Even the Center for Science in the Public Interest (CSPI), which supports more research into stevia before allowing its use as a food additive, says that there is no risk to the sweetener in small doses.

"If you use stevia sparingly (once or twice a day in cup of tea, for example), it isn't a great threat to you," the CSPI web site says. "But if stevia were marketed widely and used in diet sodas, it would be consumed by millions of people. And that might pose a public health threat."

Here at NaturalNews, we disagree. Stevia is safely consumed by hundreds of millions of people around the world, with absolutely no adverse health effects. It's as safe as drinking tea. And compared to the dangers of aspartame, Sucralose, saccharin, and other chemical sweeteners, stevia is by far the better choice.

Under mandate from the European Commission, the European Food Safety Agency has recently begun a safety assessment and scientific evaluation of stevia. Meanwhile, the FDA has said that it expects to receive a petition for the sweetener's use in food and beverages any day.
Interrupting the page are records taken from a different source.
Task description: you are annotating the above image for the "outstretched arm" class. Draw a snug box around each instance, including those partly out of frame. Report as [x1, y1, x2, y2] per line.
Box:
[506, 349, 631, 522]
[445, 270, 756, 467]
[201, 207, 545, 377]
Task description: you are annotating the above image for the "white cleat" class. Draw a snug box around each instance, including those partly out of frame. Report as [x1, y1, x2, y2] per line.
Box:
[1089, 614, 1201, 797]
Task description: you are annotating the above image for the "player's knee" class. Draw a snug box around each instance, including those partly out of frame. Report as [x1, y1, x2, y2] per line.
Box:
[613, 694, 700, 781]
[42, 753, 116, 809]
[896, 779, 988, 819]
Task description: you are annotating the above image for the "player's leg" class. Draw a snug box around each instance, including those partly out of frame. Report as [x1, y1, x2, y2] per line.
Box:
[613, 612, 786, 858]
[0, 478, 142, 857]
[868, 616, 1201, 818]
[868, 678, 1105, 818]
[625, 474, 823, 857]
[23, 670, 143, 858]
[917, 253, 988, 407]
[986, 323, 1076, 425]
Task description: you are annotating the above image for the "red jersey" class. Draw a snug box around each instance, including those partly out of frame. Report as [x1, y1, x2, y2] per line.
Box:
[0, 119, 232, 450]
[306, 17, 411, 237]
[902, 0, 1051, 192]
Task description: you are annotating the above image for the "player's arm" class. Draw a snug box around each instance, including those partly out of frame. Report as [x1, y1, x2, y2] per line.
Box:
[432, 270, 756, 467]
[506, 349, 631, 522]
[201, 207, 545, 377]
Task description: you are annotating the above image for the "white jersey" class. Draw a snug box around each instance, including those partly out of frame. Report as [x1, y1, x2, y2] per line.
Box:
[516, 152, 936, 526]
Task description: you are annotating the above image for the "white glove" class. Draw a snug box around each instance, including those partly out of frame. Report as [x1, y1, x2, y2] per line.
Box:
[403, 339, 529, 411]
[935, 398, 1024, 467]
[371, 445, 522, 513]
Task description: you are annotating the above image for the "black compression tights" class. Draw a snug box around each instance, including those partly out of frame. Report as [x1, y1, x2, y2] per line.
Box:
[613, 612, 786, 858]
The Coca-Cola Company and Cargill have teamed up to begin marketing a stevia-derived sweetener called Rebiana, and hope to gain approval for the product in both the United States and Europe. With its usual approach to intellectual property, Coca-Cola has already filed 24 U.S. patent ingredients for stevia.

Ingredient companies are gearing up for when the ingredient gets approved in these two large markets. The Malaysian company PureCircle is raising $50 million to expand its stevia production threefold over two years, and the U.S. company Blue California is preparing its infrastructure for large-scale production.

Without question, the days of the FDA being able to suppress stevia are finally coming to an end, and the reign of aspartame is nearly over. That's great news for consumers, and bad news for the cancer industry, for once aspartame is replace with stevia, cancer rates will plummet.